Jim’s images with Hendrix, Cash, Dylan and Morrison have what I like to call “Soul”. Was it the Leica that had a hand in this? Not sure, but to me, Jim’s style managed to create classics.
Again, it is all about simplicity. With a simple tool such as a Leica M9 and one 50mm lens, magic can be made. No flash, no zooms, no auto focus. When you hit it, you hit it. When you don’t, you can even still walk away with a great photograph. Other times you walk away with nothing but when you do, it feels really great.
Seal In Parnu. I missed focus in the 1st shot but Seal was in a moment, and that moment was captured. Shooting something like the Nocti or even a 50 Summilux ASPH propels a shot from flat and boring to deep and emotional.

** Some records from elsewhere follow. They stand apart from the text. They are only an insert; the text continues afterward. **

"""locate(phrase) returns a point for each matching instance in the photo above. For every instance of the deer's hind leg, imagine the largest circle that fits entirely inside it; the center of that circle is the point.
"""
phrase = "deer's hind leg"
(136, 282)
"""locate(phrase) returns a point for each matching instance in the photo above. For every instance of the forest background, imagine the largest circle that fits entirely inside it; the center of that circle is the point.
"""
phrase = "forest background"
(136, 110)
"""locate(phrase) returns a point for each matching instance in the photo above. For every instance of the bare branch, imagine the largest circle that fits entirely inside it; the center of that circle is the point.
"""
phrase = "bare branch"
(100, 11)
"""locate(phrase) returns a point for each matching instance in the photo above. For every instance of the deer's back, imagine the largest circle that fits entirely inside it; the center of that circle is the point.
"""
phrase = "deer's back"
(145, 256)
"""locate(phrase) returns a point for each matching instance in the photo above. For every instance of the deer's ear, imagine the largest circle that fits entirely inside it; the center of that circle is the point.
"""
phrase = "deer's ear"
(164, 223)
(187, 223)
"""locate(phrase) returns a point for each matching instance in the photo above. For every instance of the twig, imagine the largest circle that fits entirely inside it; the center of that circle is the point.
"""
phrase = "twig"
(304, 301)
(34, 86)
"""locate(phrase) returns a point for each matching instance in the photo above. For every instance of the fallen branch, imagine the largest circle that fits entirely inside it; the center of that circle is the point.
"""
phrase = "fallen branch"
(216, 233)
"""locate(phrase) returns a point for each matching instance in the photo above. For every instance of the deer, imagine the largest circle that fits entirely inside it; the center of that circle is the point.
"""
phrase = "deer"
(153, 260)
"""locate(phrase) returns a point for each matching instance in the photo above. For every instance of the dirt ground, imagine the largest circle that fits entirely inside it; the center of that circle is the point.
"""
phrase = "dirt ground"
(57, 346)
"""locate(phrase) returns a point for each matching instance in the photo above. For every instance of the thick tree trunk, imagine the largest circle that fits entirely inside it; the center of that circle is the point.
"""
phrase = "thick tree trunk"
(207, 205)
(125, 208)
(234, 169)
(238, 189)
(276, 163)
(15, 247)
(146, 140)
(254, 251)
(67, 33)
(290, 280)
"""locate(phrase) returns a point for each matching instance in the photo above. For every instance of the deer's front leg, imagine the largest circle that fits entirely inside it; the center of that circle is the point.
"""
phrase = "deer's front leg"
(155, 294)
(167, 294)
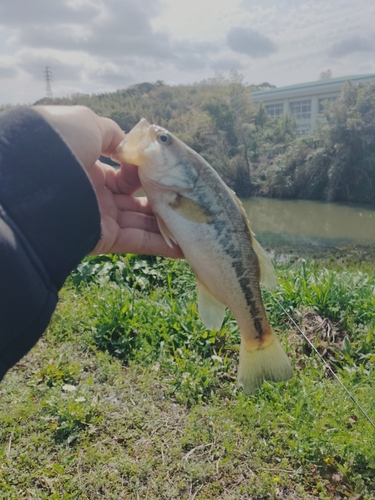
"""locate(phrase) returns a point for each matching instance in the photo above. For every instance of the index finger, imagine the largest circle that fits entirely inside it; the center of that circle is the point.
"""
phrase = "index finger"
(127, 179)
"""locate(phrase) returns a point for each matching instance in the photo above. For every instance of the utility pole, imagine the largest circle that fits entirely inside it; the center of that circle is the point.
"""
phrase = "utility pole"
(48, 78)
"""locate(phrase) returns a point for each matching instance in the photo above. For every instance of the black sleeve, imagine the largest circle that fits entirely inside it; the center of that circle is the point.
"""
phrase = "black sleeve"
(49, 220)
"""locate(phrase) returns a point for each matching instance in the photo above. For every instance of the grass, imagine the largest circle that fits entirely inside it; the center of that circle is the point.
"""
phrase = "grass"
(128, 396)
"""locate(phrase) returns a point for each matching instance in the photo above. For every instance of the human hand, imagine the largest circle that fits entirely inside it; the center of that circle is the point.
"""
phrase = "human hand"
(128, 224)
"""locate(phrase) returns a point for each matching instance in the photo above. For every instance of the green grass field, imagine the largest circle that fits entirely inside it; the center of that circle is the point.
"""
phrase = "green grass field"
(128, 396)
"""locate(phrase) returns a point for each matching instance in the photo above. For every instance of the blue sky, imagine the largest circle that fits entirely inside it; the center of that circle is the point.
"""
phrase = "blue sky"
(95, 46)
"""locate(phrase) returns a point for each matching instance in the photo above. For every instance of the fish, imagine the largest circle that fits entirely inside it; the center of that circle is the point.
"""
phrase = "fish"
(196, 210)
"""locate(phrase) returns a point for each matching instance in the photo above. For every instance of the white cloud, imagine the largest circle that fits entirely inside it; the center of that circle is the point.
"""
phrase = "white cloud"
(96, 45)
(250, 42)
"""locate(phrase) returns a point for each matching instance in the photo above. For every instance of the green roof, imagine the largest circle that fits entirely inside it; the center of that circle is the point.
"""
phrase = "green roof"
(318, 83)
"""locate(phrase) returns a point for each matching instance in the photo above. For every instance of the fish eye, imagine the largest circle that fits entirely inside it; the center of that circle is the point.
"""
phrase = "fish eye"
(164, 138)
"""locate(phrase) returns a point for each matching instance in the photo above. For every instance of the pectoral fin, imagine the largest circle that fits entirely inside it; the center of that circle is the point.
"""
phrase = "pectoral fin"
(210, 309)
(191, 210)
(167, 235)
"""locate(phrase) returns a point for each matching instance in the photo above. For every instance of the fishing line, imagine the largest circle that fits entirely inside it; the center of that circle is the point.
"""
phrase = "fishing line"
(323, 360)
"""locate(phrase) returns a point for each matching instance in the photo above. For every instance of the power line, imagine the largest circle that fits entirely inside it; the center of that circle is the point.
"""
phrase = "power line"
(48, 78)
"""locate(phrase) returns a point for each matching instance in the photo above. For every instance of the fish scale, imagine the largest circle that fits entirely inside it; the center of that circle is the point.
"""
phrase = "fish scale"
(196, 210)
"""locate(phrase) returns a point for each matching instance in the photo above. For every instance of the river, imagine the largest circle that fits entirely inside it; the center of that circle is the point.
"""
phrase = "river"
(309, 224)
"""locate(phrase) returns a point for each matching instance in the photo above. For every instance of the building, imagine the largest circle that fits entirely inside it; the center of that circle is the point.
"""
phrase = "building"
(306, 100)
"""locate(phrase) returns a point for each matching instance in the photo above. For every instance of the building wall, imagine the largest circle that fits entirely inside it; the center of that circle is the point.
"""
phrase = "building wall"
(305, 101)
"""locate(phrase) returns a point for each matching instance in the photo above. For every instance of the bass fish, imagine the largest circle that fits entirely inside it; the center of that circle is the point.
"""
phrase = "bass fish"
(196, 210)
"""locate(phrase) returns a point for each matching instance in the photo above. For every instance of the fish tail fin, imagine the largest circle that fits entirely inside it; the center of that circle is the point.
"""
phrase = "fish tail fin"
(262, 361)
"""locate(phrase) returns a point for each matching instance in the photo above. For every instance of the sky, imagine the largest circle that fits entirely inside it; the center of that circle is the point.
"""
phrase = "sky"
(95, 46)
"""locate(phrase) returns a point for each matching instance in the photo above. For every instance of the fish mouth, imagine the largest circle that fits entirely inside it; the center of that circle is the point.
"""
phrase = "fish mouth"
(131, 149)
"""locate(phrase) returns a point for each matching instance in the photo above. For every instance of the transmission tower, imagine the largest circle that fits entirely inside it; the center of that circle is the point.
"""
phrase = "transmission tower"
(48, 78)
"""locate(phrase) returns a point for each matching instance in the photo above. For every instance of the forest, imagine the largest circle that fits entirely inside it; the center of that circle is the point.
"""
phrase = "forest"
(257, 155)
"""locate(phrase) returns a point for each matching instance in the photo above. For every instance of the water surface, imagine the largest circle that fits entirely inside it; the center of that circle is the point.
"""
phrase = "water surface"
(310, 223)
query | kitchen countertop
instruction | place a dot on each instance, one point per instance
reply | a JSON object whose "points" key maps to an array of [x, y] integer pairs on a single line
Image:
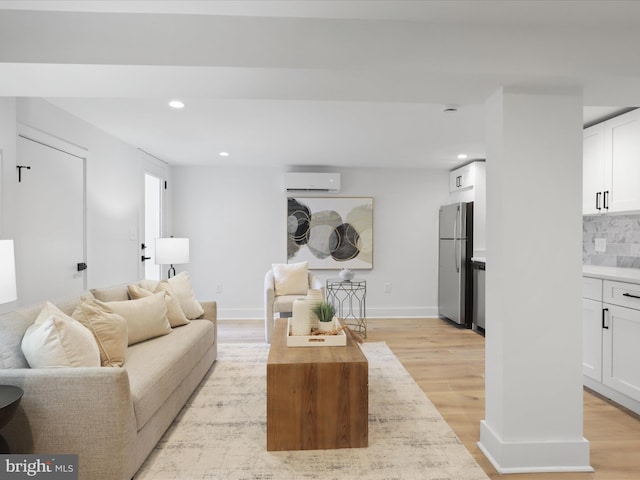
{"points": [[631, 275]]}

The Silhouette is Seals fave shot of the Parnu show. It may also be mine. Why? Because it breaks free from the norm of most concert images.
Over 95% of concert photos I see were taken with Nikon or Canon with Zooms and Flashes. This kind of system will indeed provide you with an almost foolproof way of getting great shots but I have to say it…the results usually look like all of the other concert shots out there.
I have scoured and scoured the net and studied thousands or even tens of thousands concert images and almost all follow the same DSLR/FLASH/ZOOM formula. I could switch to that route but to me that would not be as rewarding, even if I only manage to capture one magical shot per show with my M compared to 20-30 with the gizmos and gadgets.
Before anyone starts commenting that I am a Leica fanboy, what I say can also be done with a D700 or 5D and a 50 1.4, or 85 1.4. Doesn’t have to be a Leica. I am just not into Zooms and flash.
All in all this article was supposed to be about the challenges of shooting concerts with prime lenses but it has seemed to kind of stray off track a bit due to my rambling. Basically, it really is a challenge to shoot a concert without a zoom but my take on it is that you will always get more creative results when you do so. Want to stick out from the crowd a bit? Use one camera, one fixed focal length, and use your body, eye, and mind to create the magic.
Not all of the great shots happen on stage. I always take a walk around during the show to see what is going on in the crowd. Nocti wide open.
90 cron, f/2 (should have shot it a 2.8)
So even though I can’t stand and zoom to compose my shot, even if I don’t have AF, and even if I do not always get a good position to shoot in and a ZOOM would be an easy way to get a shot, I still would not give up shooting the shows with the M9 and Noctilux, which is the perfect lens for this kind of work (IMO) and gives me many rewards back.